Articles of Interest This Week

poetry in cancerMy weekly articles of interest:

Cancer

To CT scan or not: What is the ultimate goal of patients? reminds us that what we want, as patients, is not just tests but rather the information we need to know whether we should worry or not, and whether a test is in fact needed.

In a similar vein, Do Oncologists Lie to Their Patients About Their Prognoses? outlines just how hard it is for oncologists to give accurate information when the odds are not good, and just like all of us, are subject to the same emotional pulls. My doctors have been good in that way – outlining the bleak odds, but indicating the factors that may help me be on the right side of the curve.

Some good news to those of you stressed out at work. Work stress link to cancer in doubt cites a large-scale study (over 100,000) showing stressful work situations to not increase the risk of cancer (colorectal, lung, breast or prostate). Of course, stress is not good, and the same study showed an increase of risk for coronary heart disease.

A good overview of recent treatment developments in a detailed slide set in Lymphoma, covering mantle cell lymphoma, other B-cell lymphomas, T-cell lymphomas and Hodgkins lymphoma. More for patients at the beginning of their journey to discuss treatment options with their medical team.

Study finds potentially dangerous errors in chemo use at hospitals is frightening, but reading through the article and comparing to my experience, find that many of the recommendations already in practice at The Ottawa Hospital, where I was treated (e.g., having a second person confirm the dose and drip settings).

Building on labelling for tobacco products, World Cancer Day: How meat can be murder reminds us of the risks of processed meats for colon cancer, and suggests similar labelling.

And in the same week of my Writing as Cancer Therapy piece, Finding Poetry in Cancer talks about how people living with cancer have used poetry to express and help them through their journey.

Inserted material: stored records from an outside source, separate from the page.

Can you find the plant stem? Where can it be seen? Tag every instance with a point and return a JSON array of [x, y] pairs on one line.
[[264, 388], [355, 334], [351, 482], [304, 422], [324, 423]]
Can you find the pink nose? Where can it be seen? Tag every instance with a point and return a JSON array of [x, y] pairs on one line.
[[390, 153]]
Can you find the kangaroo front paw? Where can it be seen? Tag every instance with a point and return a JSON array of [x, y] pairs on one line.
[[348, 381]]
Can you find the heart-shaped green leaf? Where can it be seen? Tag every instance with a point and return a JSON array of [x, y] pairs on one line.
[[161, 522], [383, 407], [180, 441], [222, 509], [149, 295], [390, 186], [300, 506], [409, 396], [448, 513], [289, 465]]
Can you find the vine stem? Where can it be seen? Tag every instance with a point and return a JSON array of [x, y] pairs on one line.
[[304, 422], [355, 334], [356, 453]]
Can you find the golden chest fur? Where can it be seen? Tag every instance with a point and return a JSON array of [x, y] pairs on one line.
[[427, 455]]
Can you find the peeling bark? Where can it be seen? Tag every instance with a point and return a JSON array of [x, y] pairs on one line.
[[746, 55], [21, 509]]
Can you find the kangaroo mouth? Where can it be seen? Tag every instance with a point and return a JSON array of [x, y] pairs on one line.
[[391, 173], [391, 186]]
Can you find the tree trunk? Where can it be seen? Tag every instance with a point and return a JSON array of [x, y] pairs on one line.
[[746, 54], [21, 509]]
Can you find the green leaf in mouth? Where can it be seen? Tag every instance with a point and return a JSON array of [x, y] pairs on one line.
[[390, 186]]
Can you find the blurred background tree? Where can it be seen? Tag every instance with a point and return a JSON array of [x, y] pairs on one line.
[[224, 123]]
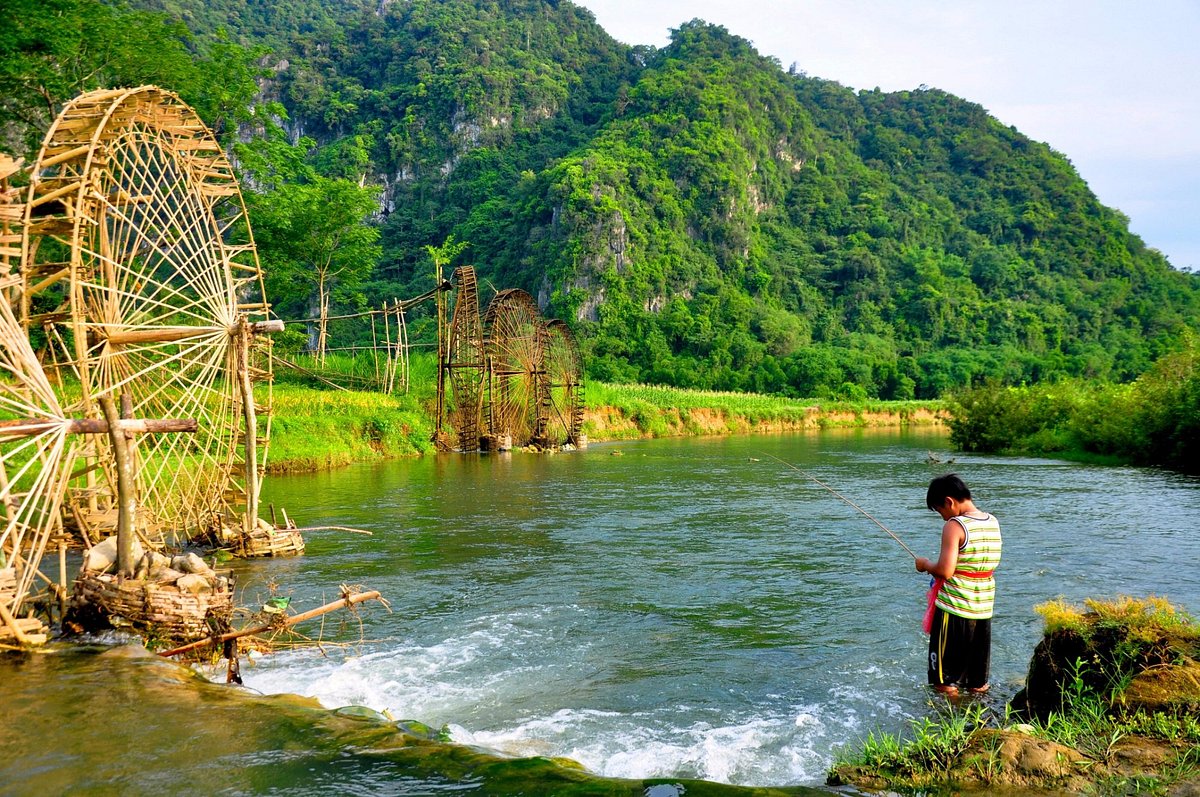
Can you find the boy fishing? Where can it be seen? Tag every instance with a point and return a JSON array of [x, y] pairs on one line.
[[960, 607]]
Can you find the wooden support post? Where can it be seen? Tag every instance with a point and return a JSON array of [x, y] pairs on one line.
[[126, 487], [251, 443]]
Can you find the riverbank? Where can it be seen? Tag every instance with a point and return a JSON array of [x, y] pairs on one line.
[[319, 430], [1111, 706], [1153, 420]]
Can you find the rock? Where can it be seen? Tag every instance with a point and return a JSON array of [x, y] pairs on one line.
[[1036, 760], [1167, 688], [102, 557], [191, 563], [1185, 789], [193, 583], [166, 575]]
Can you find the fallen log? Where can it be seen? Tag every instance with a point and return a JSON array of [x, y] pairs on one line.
[[346, 601], [335, 528]]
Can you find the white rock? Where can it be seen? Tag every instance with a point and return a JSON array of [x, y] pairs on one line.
[[102, 557], [193, 583], [191, 563]]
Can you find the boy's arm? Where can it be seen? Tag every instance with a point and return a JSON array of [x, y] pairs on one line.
[[948, 557]]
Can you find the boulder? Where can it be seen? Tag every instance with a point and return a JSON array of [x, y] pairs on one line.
[[102, 557], [1170, 688], [166, 575], [193, 583], [191, 563]]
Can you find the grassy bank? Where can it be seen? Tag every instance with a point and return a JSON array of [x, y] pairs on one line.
[[317, 427], [1153, 420], [1111, 707], [635, 411]]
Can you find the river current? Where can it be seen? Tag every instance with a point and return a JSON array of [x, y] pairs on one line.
[[664, 609]]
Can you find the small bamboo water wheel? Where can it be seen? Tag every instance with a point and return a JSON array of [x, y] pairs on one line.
[[563, 388], [139, 270], [465, 360], [514, 346]]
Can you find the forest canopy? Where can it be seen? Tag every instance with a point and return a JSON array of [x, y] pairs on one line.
[[700, 215]]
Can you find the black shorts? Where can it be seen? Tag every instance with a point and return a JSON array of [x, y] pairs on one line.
[[959, 651]]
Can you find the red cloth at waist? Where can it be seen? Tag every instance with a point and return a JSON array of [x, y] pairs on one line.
[[936, 587]]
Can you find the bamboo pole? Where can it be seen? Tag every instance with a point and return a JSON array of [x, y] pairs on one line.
[[126, 496], [375, 351], [251, 442], [11, 622], [389, 361], [403, 347], [346, 601]]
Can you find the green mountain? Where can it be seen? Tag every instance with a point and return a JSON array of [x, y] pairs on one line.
[[701, 216]]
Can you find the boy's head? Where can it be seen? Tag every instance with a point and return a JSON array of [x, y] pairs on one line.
[[947, 486]]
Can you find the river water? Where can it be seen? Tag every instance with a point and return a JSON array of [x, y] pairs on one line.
[[678, 609]]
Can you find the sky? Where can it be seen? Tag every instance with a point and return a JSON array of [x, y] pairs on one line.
[[1114, 85]]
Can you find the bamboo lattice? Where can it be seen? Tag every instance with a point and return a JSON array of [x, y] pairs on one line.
[[141, 268]]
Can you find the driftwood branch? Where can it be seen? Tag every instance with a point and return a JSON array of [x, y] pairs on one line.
[[345, 601], [335, 528]]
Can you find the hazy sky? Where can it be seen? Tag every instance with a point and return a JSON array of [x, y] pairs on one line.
[[1111, 84]]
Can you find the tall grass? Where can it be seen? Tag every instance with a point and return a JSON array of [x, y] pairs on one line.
[[316, 429], [659, 411]]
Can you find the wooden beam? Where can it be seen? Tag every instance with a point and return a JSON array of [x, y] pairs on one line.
[[31, 426], [157, 335]]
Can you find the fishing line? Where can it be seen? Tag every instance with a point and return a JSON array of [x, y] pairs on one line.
[[809, 475]]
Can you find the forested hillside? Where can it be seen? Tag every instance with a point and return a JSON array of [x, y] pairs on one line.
[[701, 216]]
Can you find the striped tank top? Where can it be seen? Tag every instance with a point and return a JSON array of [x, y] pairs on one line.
[[971, 591]]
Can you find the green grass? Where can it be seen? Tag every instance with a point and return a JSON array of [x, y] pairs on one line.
[[657, 411], [935, 750], [317, 429]]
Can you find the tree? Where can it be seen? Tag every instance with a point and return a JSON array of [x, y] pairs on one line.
[[315, 240]]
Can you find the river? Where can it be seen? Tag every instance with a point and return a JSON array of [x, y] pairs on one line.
[[677, 609]]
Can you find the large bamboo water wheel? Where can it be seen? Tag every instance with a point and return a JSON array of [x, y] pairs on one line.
[[36, 450], [514, 345], [465, 360], [563, 390], [139, 270]]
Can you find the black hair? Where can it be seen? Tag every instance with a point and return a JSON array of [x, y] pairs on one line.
[[946, 486]]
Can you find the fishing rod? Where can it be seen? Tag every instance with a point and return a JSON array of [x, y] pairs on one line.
[[809, 475]]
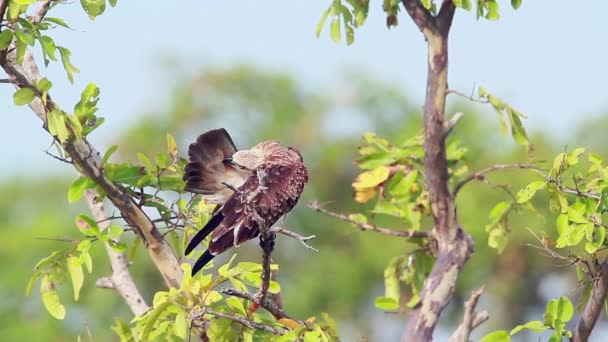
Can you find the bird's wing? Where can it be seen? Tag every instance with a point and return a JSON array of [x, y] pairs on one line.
[[206, 171], [281, 189]]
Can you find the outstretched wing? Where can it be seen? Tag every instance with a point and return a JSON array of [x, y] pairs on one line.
[[279, 192], [206, 171]]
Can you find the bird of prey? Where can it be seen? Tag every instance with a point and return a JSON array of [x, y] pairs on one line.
[[253, 188]]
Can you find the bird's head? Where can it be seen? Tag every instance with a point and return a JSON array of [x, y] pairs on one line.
[[248, 160]]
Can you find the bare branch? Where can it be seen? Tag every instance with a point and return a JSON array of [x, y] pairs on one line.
[[421, 16], [463, 332], [248, 323], [121, 279], [3, 6], [88, 162], [594, 306], [277, 312], [314, 205], [41, 12], [479, 175], [296, 236], [450, 124], [468, 97], [454, 246]]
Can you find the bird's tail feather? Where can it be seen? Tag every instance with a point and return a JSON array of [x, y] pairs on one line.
[[207, 229], [202, 261]]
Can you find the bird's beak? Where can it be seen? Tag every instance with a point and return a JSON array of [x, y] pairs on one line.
[[230, 161]]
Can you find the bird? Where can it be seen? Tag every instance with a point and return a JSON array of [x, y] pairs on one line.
[[250, 187]]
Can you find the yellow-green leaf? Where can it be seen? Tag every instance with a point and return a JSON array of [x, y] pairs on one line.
[[181, 324], [321, 22], [334, 30], [372, 178], [50, 299], [76, 274], [528, 192], [23, 96]]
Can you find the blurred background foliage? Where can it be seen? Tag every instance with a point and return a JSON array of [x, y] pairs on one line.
[[346, 276]]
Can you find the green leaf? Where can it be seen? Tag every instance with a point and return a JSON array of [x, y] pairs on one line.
[[386, 303], [152, 318], [78, 188], [536, 326], [32, 282], [6, 37], [44, 85], [517, 129], [85, 258], [492, 7], [334, 30], [528, 192], [181, 324], [93, 8], [57, 127], [56, 255], [50, 299], [23, 96], [584, 298], [321, 22], [70, 68], [76, 274], [48, 47], [236, 304], [57, 21], [498, 239], [497, 336], [26, 38]]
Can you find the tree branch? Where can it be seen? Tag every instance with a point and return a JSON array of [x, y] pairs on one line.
[[88, 163], [594, 306], [296, 236], [454, 246], [479, 175], [248, 323], [314, 205], [471, 319], [121, 279], [267, 304]]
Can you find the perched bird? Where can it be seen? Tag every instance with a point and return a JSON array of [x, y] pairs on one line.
[[251, 187]]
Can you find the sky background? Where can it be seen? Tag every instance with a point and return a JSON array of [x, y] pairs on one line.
[[546, 59]]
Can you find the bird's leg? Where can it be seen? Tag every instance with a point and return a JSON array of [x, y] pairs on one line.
[[229, 186]]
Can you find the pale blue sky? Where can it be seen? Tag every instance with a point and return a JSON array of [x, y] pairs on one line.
[[547, 59]]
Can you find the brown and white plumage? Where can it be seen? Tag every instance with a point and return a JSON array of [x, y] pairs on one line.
[[274, 179]]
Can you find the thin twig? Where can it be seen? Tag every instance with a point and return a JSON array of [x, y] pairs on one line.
[[121, 279], [314, 205], [248, 323], [67, 161], [277, 312], [594, 305], [72, 241], [296, 236], [463, 332], [468, 97], [41, 12], [479, 175]]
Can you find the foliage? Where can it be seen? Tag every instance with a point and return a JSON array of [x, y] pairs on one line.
[[390, 187]]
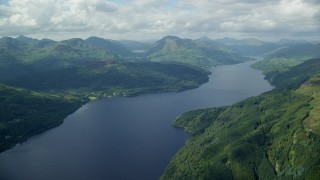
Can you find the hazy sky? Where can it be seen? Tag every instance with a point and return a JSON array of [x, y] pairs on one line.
[[152, 19]]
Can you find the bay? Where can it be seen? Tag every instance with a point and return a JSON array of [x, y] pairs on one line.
[[125, 138]]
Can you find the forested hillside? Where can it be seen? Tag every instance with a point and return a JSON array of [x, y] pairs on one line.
[[107, 79], [196, 52], [271, 136], [25, 113]]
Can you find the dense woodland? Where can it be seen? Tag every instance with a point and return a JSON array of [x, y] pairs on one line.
[[274, 135]]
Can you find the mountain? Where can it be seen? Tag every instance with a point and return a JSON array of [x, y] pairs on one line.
[[136, 46], [113, 46], [286, 57], [22, 55], [249, 47], [275, 135], [194, 52], [106, 79], [25, 113]]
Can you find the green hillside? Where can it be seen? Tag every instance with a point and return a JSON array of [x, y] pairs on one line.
[[25, 113], [272, 136], [194, 52], [283, 59], [106, 79]]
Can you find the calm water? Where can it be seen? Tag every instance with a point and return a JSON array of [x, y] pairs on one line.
[[125, 138]]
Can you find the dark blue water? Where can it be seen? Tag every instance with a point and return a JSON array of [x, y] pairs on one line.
[[125, 138]]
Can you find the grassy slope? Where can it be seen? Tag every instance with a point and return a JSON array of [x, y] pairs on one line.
[[194, 52], [285, 58], [24, 113], [108, 79], [274, 135]]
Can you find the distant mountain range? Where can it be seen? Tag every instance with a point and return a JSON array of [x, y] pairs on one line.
[[200, 52]]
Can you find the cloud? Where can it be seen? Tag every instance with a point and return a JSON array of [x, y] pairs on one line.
[[138, 19]]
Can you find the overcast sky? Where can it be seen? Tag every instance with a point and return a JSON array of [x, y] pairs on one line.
[[153, 19]]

Susan Gubar in Living With Cancer: Waking in the Dark cites a number of poems in her reflections of getting through the worries, anxieties and fear of death, which often emerge at night, and keep us awake. She ends up with the guarded realism in lines from Theodore Roethke:

I wake to sleep, and take my waking slow.
I learn by going where I have to go.

Health and Wellness

Behind the fetish of vitamin B12 shots discusses the medicine and science behind B12 deficiency, and how pills are as effective as shots. My medical team never suggested shots but prescribed pills to address my post stem cell transplant deficiency.

Dr. Google: Tips for patients who diagnose online provides good tips: remember which sites you visit, ask your medical team for recommended sites, and go to sites affiliated with medical or health institutions. My only addition would be moderation as there is a limit to what one can absorb, and how much time one should spend.

Not surprising, for those of us with exercise playlists, but nice confirmation of how beat helps us increase the tempo in Getting Into Your Exercise Groove.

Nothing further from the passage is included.